• Sonuç bulunamadı

SAN REMO KONFERANSI ve SEVR ANTLAŞMASI’NDA ERMENİ MESELESİ

Sevr Antlaşması’na gelinceye kadar Ermeni meselesinin, ABD tarafından uluslararası platformda sürekli gündemde kalması sağlanmıştı. Wilson’un savaş sonrasındaki meşhur demecinde, Ermeniler önemli bir yer teşkil etmekteydiler. Ayrıca, Wilson’un Amerika Senatosu’nda “Bağımsız bir Ermenistan’ı tanıyacağına dair açıklaması” da Sevr Barış Görüşmeleri’nde, Osmanlı delegelerinin karşısına, Ermeni Cumhurbaşkanı Avetiş Ahoronyan’ın çıkmasına sebep olmuştur.317

1919 yılı ağırlıklı olarak manda sorununun tartışma ve yazışmalarıyla geçmiştir, fakat Amerika Birleşik Devletleri’nin manda yönetimini üstlenip üstlenmeyeceği sorunu, netlik kazanamamıştır.318 Wilson’un Paris Barış Konferansını terk edip ABD’ne dönmesi, İngiltere’nin bu konuda tüm kontrolü ele almasına neden olmuştur. Konferansta söz alan Milli Ermeni Heyeti Başkanı Bogos Nubar, Ermenilerin İtilaf Devletleri ile olan ilişkilerini kabul ederek daha fazla haklar elde etmek için açıklamalarda bulunmuştur. Bu açıklamaları Time Dergisi, 30 Ocak 1919 tarihinde yayınlanmıştır. Bogos Nubar konuşmasında, “... Maalesef pek az sayıda kişinin bildiği gerçeği açıklayalım: savaşın başlangıcından beri Ermeniler, her savaş kesiminde Bağlaşıklar safında çarpışmışlardır... Ermeniler, Türkiye’den yana geçmeyi öfkeyle reddettikleri günden bu yana fiili olarak savaşan bir yan olmuşlardır. Gönüllülerimiz Fransız Yabancı Lejyonu mensubu olarak çarpışmış ve onur kazanmıştır. Doğu Lejyonu’nda 5000’den çok Ermeni görev yapmış, Suriye ve Filistin’deki Fransız Ordusu’nun yarısından çoğunu oluşturmuş ve General Allenby’ni kesin zaferine katkıda bulunmuştur” şeklindeki konuşmasıyla İtilaf Devletleri’ni etkilemeye çalışmış ve bunu da başarmıştır.319

316 Şehirli, a.g.e., s. 23-24.

317 Halil Metin, Türkiye’nin Siyasi Tarihinde Ermeniler ve Ermeni Olayları, 3. Baskı, Ankara, MEB

Yayınları, 1992, s. 67.

318 Mazıcı, a.g.e., s. 65.

319 Süleyman Beyoğlu, “Sevr ve Lozan’da Ermeni Sorunu”, Türk-Ermeni İlişkilerinin Gelişimi ve 1915

Olayları Uluslararası Sempozyumu Bildiriler, Gazi Üniversitesi Atatürk İlkeleri ve İnkılap Tarihi Araştırma ve Uygulama Merkezi, Ankara, 2006, s. 544.

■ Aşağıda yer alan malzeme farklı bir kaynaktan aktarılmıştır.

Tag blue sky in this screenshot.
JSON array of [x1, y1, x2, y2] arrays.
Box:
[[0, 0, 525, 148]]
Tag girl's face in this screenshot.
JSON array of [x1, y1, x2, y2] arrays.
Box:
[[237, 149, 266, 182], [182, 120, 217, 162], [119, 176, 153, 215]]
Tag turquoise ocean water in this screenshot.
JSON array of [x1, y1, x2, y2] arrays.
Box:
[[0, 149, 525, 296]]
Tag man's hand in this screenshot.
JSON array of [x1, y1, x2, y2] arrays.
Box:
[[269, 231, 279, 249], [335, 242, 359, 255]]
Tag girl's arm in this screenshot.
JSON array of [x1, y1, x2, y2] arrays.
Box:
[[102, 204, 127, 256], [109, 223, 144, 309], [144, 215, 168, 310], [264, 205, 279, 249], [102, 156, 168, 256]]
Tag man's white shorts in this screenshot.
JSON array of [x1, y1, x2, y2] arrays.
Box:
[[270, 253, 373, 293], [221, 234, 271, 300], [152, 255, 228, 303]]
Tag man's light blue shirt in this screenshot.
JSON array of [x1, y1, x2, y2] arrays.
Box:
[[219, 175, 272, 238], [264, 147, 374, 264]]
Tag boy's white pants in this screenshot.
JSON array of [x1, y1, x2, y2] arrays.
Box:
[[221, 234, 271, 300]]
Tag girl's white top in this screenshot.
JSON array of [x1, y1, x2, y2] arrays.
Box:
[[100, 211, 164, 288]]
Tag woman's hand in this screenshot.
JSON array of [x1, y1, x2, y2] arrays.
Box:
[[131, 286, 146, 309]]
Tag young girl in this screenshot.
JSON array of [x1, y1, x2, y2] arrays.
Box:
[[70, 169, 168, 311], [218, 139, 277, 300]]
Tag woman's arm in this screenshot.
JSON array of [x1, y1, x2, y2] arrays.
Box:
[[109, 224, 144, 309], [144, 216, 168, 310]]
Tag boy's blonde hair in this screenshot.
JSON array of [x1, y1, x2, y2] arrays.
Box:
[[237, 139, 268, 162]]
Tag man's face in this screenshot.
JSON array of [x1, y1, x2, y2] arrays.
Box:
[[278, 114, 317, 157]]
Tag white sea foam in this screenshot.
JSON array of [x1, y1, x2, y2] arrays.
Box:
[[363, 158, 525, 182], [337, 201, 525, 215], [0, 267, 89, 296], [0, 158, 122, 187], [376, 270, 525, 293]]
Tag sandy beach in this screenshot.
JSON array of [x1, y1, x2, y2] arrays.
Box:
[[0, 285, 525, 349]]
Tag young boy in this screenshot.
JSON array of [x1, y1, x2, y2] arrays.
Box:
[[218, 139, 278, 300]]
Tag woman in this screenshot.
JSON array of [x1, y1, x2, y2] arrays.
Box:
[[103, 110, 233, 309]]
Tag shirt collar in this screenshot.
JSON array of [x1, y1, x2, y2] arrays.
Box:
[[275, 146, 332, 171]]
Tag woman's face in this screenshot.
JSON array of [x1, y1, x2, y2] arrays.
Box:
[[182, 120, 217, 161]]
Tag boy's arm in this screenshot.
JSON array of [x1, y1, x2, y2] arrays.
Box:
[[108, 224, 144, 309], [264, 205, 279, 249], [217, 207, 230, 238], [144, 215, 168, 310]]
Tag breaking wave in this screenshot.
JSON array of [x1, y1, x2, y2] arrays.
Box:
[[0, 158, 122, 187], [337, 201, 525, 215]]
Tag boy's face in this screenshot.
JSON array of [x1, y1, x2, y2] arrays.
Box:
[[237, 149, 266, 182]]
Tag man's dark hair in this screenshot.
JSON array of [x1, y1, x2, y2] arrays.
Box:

Bu bağlamda 19 Ocak 1920’de Paris’te Clenemceau başkanlığında, Lloyd George, Lord Curzon ve Winston Churchill’n de katıldıkları Yüksek Konsey toplantısında, Ermeni devleti hükümetinin fiilen tanınacağına karar verilmiştir. ABD Hükümeti ise, bu karara uymamış, Ermenistan Cumhuriyeti’ni tanımada kesin bir sonuca henüz ulaşamadığını, ABD’nin Ermeni Devleti’ne yönelik girişimlerini, ancak Türk barış antlaşmasının koşulları altında belirleyebileceğini, sınırları belli olmayan bir devleti tanımanın olağandışı olacağını açıklamıştır.320

18 Nisan 1920’de San Remo’da Yüksek Konsey toplanarak, Londra Konferansı’nda çözümlenemeyen konuları, özellikle Ermenistan sorununu halletmek istiyordu. Ancak San Remo’da bulunan devlet başkanları Ermenistan konusu açıldığında durumdan hoşnut kalmadılar. Fransa ve İtalya ne mali ne de askeri yardımda bulunmayacaklarını, çünkü hazırlıklı olmadıklarını ifade ettiler. Özellikle İtalya Boğazlar konusu dışında Küçük Asya ile ilgili antlaşmalarda hiçbir şekilde askeri sorumluluk almayı kabul etmiyordu. İngiltere’de aynı şekilde Ermenistan’a asker gönderme konusunda isteksizdi.321

İş dönüp dolaşıp ABD’nin Ermenistan’a mali destek vermesine geliyordu. İtilaf Devletleri almak istediklerini almışlardı. Bu sebeple Ermenistan ile uğraşmayı boşuna iş yükü olarak görmekteydiler. Çünkü Ermenistan iç bölgede Türkler tarafından tehlike arz etmekteydi. Bu nedenle Lloyd George Ermenistan’dan Türk milliyetçilerini çıkarmak için ABD’den yardım istemeyi uygun görmüştür. Eğer ABD bu öneriyi kabul etmezse, daha küçük bir Ermenistan kurulması uygun olurdu.322 Milletler Cemiyeti üyesi her ülke ve ABD’nin de devlet olarak Ermenistan’a birkaç milyon dolar borç para vermesini, ayrıca Amerika’da bulunan çok sayıdaki Ermeni örgütlerinin ve varlıklı Ermenilerin de katkı yapmasını öneren Yüksek Konsey, “... Eğer bu öneriye sıcak bakılmazsa, Ermenistan’ın korku ve kaygıları en üst düzeye çıkacak ve Doğu dünyası da ciddi bir biçimde edilgenleşecektir” yorumunu yapmıştır.323

11 Mayıs 1920’de İtilaf Devletleri San Remo'da Osmanlı Hükümeti ile Türk Milleti'ne kabul ettirilecek barış şartları üzerinde tek taraflı anlaşmaya vardılar. San Remo Konferansı’nda alınan kararlar Osmanlı Delegasyonu tarafından Damat Ferit Paşa’ya sunuldu. Yine aynı gün antlaşmanın bir özeti basına verildi ve o da bu kararları protesto ederek,

320 Mazıcı, a.g.e., s. 66. 321 Kodoman, a.g.e., s. 28. 322 A.g.e., s. 28.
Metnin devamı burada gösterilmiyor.